Israeli Prime Minister Benjamin Netanyahu’s deal to bring the opposition Kadima Party into his government mostly addresses domestic problems that Bibi has faced. A broader coalition allows him to deflect pressure from ultra-Orthodox parties, tamp down a rebellion by hardliners in his own Likud Party and coast through the next 17 months of his term. With the new configuration, Netanyahu’s government controls 96 of the 120 seats in Parliament, the kind of legislative majority no Israeli government has had since the 1980s.
But it also enhances, if only slightly, the possibility of an Israeli strike on Iran’s nuclear program between now and the U.S. election in November, a specter that has Washington and much of the world on edge.
The attack scenario gains momentum for two reasons. First, the sheer size of the new coalition allows Netanyahu to fend off a recent groundswell of criticism from former intelligence and military officials who say an attack is unnecessary and might even be reckless. Last week, former prime minister Ehud Olmert added his voice to the opposition, which includes the former heads of Mossad and Shabak, Israel’s foreign and domestic intelligence agencies. As long as Netanyahu’s government enjoyed only a relatively small majority, the critics had been able to undermine the rationale for an attack.
With a dramatically more robust majority, Netanyahu can argue that opposition to military action is a marginal phenomenon. The head of Kadima, Shaul Mofaz, who defeated Tzipi Livni in a primary election last month, is a former chief of Israel’s military. He will be the third member of Netanyahu’s government to have held the position. That kind of cumulative experience can be a powerful force in Israel, where the opinions of generals carry much weight.
The second reason is bound up with the precedent of national unity governments, as the broad left-right coalitions are called (this one is more center-right). They tend to come together when weighty issues are in the balance. The best example was in 1967, when the ruling Labor Party brought in opposition figures on the eve of Six-Day War.

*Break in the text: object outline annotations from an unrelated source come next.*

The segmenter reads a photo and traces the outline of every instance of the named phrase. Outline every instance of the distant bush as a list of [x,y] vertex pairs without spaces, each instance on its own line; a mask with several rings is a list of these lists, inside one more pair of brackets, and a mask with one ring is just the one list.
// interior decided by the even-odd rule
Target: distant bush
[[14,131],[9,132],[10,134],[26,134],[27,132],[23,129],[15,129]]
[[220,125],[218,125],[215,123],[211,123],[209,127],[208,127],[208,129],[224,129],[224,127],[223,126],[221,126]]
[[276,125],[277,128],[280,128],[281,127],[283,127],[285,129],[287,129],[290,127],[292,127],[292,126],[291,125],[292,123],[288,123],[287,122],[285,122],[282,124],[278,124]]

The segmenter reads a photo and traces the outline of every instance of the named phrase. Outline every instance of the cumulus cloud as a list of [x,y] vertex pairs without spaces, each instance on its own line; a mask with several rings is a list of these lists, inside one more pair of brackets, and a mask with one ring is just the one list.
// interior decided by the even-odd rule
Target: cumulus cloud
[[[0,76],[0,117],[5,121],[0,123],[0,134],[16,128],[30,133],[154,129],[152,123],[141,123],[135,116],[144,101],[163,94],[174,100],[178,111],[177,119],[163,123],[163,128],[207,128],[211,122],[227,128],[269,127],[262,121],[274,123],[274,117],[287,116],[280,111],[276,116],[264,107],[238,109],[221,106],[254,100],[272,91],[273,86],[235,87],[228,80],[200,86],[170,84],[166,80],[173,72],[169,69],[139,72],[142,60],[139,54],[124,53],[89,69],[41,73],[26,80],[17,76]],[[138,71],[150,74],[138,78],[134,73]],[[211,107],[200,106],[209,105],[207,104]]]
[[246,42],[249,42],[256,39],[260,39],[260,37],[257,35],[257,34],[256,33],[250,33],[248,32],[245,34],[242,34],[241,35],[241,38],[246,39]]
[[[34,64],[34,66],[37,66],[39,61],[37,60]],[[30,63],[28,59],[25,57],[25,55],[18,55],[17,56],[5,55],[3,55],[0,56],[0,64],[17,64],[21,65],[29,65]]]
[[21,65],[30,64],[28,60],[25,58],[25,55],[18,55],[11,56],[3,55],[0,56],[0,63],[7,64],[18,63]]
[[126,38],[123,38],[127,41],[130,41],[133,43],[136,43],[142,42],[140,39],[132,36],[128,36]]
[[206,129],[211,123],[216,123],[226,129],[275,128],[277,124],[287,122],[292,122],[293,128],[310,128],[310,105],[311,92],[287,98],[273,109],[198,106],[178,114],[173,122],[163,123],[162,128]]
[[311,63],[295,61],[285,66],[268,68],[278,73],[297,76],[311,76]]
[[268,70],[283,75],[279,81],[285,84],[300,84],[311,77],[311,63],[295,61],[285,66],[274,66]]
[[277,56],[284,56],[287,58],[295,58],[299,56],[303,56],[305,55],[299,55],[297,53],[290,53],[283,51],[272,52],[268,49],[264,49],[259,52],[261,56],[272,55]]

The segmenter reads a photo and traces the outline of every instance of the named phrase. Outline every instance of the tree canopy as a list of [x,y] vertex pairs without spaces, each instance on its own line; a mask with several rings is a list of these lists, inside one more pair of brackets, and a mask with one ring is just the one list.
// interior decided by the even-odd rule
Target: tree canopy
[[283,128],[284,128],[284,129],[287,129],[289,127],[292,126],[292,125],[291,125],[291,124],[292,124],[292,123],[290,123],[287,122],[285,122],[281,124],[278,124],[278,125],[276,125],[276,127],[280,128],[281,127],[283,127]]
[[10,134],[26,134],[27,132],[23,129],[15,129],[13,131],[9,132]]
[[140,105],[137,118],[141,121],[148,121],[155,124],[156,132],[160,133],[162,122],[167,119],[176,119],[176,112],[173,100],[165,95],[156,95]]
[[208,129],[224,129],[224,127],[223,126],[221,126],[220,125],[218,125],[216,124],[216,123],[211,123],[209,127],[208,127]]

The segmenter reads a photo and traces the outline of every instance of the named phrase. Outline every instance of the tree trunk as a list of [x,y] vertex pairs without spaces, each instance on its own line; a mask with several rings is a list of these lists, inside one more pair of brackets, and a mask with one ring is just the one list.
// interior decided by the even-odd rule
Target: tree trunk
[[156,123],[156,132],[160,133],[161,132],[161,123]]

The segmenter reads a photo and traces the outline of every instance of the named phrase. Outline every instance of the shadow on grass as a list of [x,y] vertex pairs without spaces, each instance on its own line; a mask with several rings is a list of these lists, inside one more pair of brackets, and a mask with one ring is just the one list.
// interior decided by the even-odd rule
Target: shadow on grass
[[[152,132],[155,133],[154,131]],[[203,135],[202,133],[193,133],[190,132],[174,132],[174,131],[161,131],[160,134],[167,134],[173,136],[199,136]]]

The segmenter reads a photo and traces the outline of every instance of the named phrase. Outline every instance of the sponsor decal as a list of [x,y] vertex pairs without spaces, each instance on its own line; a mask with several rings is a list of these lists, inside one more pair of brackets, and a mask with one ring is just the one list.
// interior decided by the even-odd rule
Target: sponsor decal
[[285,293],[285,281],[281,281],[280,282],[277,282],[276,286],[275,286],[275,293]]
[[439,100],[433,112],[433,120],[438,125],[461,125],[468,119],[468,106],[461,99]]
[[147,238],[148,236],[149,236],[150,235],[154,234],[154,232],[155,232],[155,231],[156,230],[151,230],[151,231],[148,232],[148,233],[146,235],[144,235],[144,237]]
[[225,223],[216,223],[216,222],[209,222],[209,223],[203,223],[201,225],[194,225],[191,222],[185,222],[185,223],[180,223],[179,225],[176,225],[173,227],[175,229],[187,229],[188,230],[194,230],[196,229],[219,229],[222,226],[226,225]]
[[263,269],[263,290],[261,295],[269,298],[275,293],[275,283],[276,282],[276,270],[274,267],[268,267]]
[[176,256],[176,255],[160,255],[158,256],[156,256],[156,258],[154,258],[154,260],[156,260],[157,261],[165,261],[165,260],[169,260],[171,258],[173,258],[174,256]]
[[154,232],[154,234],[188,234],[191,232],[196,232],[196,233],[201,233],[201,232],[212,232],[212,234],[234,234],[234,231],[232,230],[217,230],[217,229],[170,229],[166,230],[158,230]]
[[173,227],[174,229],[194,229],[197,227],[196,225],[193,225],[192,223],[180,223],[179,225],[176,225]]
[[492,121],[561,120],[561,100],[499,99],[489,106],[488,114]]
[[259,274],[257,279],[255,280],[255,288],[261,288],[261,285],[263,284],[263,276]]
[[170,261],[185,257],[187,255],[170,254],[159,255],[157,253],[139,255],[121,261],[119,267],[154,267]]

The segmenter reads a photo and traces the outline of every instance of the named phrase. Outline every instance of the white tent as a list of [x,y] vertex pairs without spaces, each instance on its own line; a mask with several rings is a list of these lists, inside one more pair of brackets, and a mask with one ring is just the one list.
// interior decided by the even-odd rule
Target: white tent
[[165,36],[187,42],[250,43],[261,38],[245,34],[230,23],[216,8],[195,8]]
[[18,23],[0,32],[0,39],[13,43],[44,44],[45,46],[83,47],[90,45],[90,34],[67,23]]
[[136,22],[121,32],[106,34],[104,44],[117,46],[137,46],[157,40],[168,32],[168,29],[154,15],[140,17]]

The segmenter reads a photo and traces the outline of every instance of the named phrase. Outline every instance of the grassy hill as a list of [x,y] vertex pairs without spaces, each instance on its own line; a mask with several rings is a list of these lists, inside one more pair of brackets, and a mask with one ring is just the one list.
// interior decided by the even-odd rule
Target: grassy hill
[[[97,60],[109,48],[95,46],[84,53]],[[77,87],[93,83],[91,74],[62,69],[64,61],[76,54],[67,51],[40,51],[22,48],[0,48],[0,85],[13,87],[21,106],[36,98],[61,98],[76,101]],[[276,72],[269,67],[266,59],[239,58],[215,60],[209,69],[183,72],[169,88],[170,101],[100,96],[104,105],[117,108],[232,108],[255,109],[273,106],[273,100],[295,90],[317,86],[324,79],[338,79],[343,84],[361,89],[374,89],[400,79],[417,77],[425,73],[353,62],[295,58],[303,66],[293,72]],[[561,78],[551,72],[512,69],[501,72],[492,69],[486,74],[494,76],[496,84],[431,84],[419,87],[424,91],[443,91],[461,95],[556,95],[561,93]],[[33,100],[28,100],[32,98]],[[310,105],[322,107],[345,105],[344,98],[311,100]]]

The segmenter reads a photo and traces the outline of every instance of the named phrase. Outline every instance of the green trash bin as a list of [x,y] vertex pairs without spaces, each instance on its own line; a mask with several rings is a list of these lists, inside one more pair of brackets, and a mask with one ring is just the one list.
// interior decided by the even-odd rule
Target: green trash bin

In 1984, Labor and Likud formed a broad coalition to cope with an economic crisis that included 400 percent inflation.
The fact that national unity governments have coalesced around big decisions in the past doesn’t necessarily mean that Netanyahu’s broad government will take dramatic military steps. But the backing of more than 80 percent of the Parliament gives Netanyahu more room to take risks. In the case of a strike on Iran, the risks include planes being shot down, an almost inevitable counterattack on Israel’s home front, and a rift in the relationship with the United States.
Ironically, Washington had lately felt the prospects of Israeli action ahead of the American election were diminishing. Netanyahu had been signaling in the past week that he would dissolve parliament and schedule early elections for this September. Most analysts believed that would mean putting the strike plan on hold at least til October and probably through the election. This would have been a boon to Obama, who could have planned to ramp up pressure on Israel post-election without worrying about losing the votes of Israel supporters. Netanyahu’s maneuver is likely to alter the assessment.
In other ways, the broader coalition should please Washington. Mofaz is thought to be more prone to compromising with the Palestinian than Netanyahu. The new coalition deal gives him authority over the peace process, according to a Kadima spokesman. Though he’s unlikely to have free rein, the presence of Kadima will diminish the relative weight of more hawkish parties in the coalition.
Bottom line: Netanyahu’s decision to dramatically expand his government should not be seen as a certain prelude to an attack on Iran, but it does make one more likely.